Think of the Mazda RX-7 today, and your thoughts likely turn to the turbocharged third-generation version of the '90s that's an icon among the tuning and drifting communities. Many years before that swoopy coupe was hanging the tail out, the first model of RX-7 was also quite a track star, though. Evo's Richard Meaden has gotten ahold of a race-prepped version that counts a victory in the 1981 Spa 24 Hours to its name – the first Japanese car to claim that honor – for a fantastic video.

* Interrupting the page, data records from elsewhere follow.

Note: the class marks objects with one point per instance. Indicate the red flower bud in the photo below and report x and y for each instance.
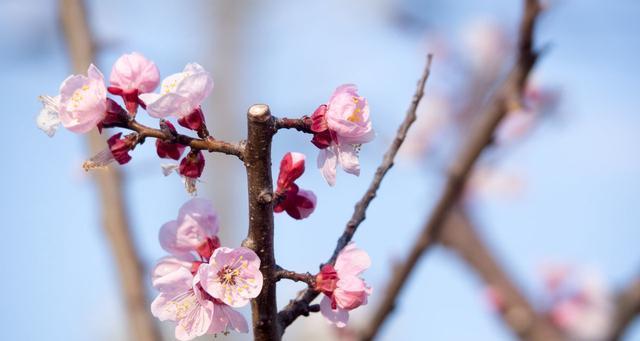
(192, 165)
(169, 150)
(120, 147)
(114, 116)
(195, 121)
(327, 280)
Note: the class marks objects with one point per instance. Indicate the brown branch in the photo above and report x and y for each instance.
(295, 276)
(257, 160)
(81, 51)
(300, 306)
(460, 235)
(627, 309)
(210, 144)
(302, 124)
(480, 136)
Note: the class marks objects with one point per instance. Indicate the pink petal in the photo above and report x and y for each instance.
(327, 162)
(349, 159)
(338, 317)
(352, 261)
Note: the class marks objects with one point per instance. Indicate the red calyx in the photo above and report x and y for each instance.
(192, 165)
(169, 150)
(322, 135)
(120, 147)
(115, 116)
(327, 279)
(129, 96)
(195, 121)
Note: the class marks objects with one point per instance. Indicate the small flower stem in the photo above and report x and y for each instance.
(295, 276)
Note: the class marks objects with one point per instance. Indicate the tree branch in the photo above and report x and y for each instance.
(210, 144)
(257, 160)
(460, 236)
(295, 276)
(300, 306)
(81, 51)
(627, 309)
(302, 124)
(480, 136)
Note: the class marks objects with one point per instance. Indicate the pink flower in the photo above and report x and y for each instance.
(82, 103)
(340, 127)
(233, 276)
(343, 288)
(182, 299)
(298, 203)
(191, 168)
(49, 119)
(348, 116)
(118, 150)
(182, 93)
(133, 74)
(195, 230)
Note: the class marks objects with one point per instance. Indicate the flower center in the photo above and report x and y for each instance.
(227, 275)
(356, 116)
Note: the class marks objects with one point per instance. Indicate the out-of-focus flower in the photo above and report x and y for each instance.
(489, 181)
(486, 44)
(81, 104)
(195, 230)
(169, 150)
(181, 93)
(133, 74)
(298, 203)
(343, 288)
(581, 305)
(340, 128)
(118, 150)
(232, 275)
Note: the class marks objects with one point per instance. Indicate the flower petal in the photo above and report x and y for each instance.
(338, 317)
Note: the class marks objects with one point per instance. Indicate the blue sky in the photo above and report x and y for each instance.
(580, 203)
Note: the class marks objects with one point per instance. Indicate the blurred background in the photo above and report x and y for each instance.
(558, 190)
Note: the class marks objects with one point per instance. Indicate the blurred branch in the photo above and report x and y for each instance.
(627, 309)
(480, 136)
(81, 51)
(460, 235)
(300, 306)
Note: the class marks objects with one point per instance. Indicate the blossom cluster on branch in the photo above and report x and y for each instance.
(202, 282)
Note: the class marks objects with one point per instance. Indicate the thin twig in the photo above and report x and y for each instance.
(460, 235)
(302, 124)
(295, 276)
(480, 136)
(210, 144)
(257, 160)
(300, 305)
(627, 309)
(112, 203)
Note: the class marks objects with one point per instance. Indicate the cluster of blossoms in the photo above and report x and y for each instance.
(344, 290)
(201, 283)
(83, 105)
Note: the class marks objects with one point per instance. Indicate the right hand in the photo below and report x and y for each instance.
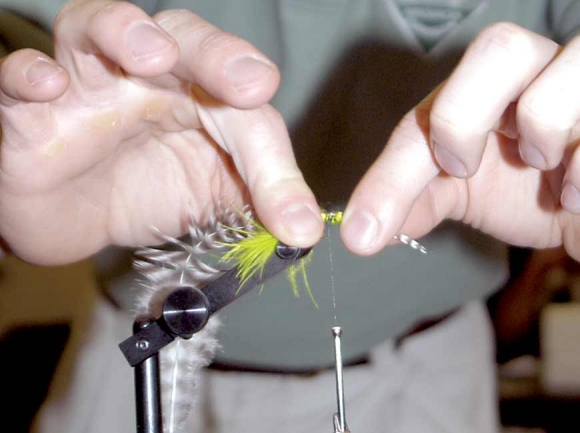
(140, 122)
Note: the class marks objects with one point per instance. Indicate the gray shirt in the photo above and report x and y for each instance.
(350, 70)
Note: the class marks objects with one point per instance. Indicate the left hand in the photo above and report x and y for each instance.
(495, 146)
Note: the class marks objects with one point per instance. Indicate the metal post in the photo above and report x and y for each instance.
(147, 387)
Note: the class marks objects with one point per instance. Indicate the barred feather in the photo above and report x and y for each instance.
(177, 263)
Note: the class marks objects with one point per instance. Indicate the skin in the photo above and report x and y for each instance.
(105, 141)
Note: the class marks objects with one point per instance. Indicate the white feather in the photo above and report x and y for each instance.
(164, 269)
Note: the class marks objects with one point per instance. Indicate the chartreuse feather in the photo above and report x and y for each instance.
(253, 252)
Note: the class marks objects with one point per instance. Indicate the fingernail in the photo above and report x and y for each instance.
(360, 230)
(145, 40)
(532, 156)
(449, 162)
(41, 70)
(571, 198)
(246, 72)
(301, 221)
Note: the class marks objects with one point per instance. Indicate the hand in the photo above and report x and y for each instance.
(111, 138)
(504, 129)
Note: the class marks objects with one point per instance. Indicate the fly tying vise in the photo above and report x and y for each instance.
(192, 292)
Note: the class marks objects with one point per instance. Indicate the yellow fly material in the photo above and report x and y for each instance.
(334, 218)
(252, 253)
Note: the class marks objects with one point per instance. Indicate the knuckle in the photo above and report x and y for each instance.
(537, 114)
(214, 40)
(451, 124)
(118, 11)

With 225 horsepower and weighing around 1,984 pounds, this RX-7 doesn't look like a giant killer on paper. However as Meaden illustrates, the coupe puts those rotary-powered ponies to very good use. Driving it requires constantly keeping things on the boil because the muscle is essentially absent below 7,000 rpm. Once in the sweet spot, things start progressing quickly, though. As a wonderful cap to the wall of noise from the engine, little licks of flame also shoot out of the exhaust on downshifts. Thankfully, Evo's video team captures all of the mechanical noises quite well, and the clip is a treat for those with a good pair of headphones.

Despite the race-winning pedigree, Meaden has no problem grabbing the little coupe by the scruff of the neck. He chucks it through the corners to get the tail loose, and the little wisps of smoke from the rear tires prove the original RX-7 knows how to drift too. These early cars definitely worth being remembered in the pantheon of Mazda performance.